Other speakers invited Arahab locals to stand against injustice, despotism, and corruption in order to reclaim their rights, guaranteed in Yemeni law and the constitution, and expressed their hope that the government will respond to their demands quickly.

In the statement released by the sit-in, Arahab locals demanded the cessation of unreasonable and continuous price hikes which lead to deteriorating living standards. They claimed that extortionate prices also increased poverty and lead to a lack of job opportunities. They also demanded that the government support farmers by providing them with agricultural equipment and decreasing oil-related products, namely diesel fuel. University graduates having different specializations should be employed, they further claimed.

The sit-in urged the government to find urgent and quick solutions to the sanitation problem in the district, leading to drinking water contamination. It also demanded the development and rehabilitation of Aumara' and Haifa hospitals, namely, providing them with qualified medical staff along with prerequisite requirements such as free medicine for incurable diseases and helping those unable to afford medicines.

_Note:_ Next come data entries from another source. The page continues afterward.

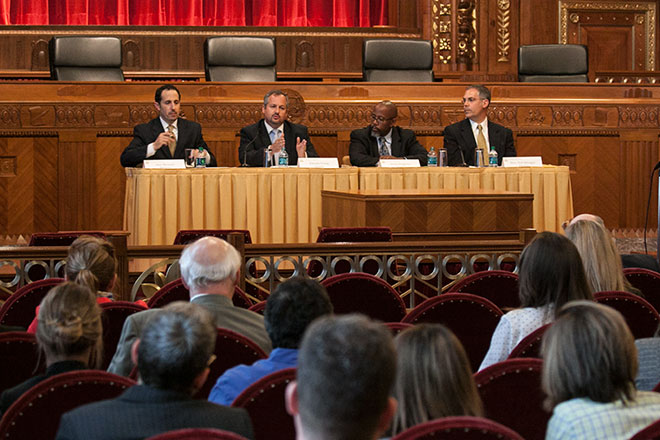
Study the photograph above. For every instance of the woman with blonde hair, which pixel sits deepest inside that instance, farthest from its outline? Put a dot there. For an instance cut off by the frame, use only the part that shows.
(69, 335)
(589, 368)
(91, 263)
(433, 379)
(601, 259)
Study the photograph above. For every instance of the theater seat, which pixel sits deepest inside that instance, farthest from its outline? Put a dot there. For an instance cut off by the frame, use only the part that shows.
(85, 59)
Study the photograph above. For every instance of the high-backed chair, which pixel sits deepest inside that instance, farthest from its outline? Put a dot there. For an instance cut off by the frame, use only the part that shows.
(530, 345)
(499, 286)
(472, 318)
(459, 428)
(240, 59)
(398, 60)
(19, 309)
(19, 358)
(647, 281)
(553, 63)
(364, 293)
(264, 401)
(85, 59)
(36, 414)
(641, 317)
(512, 395)
(114, 315)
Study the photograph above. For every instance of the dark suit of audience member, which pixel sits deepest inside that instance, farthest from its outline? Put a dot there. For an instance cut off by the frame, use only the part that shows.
(173, 355)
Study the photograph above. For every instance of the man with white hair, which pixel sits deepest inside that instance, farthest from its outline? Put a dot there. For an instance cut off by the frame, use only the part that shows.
(210, 269)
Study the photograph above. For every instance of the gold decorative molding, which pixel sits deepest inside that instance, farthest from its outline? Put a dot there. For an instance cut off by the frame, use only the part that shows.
(648, 19)
(503, 33)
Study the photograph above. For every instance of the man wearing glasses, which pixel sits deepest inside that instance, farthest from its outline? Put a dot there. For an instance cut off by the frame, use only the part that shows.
(383, 140)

The protesters also demanded that the government quickly complete the electricity grid in the district, provide pure drinking water, and finish the road in Arahab, Hazm and Al-Jawf, in addition to telephone lines connecting them to all areas.

Protests began when military and civil retirees organized sit-ins in the southern and eastern governorates in Al-Dhale' governorate in March, expanding gradually into many other governorates such as Taiz, Abyan, Hadhramout, Sana'a, Dhamar, Ibb, among others.

The demands were increased by the protesters from sit-in to sit-in, reflecting the daily suffering of citizens, who speak out against price hikes, deteriorated infrastructure, unemployment, land looting, corruption, freedom of expression, and equal citizenship, among others. Such demands have become the foundation of the sit-ins and protests.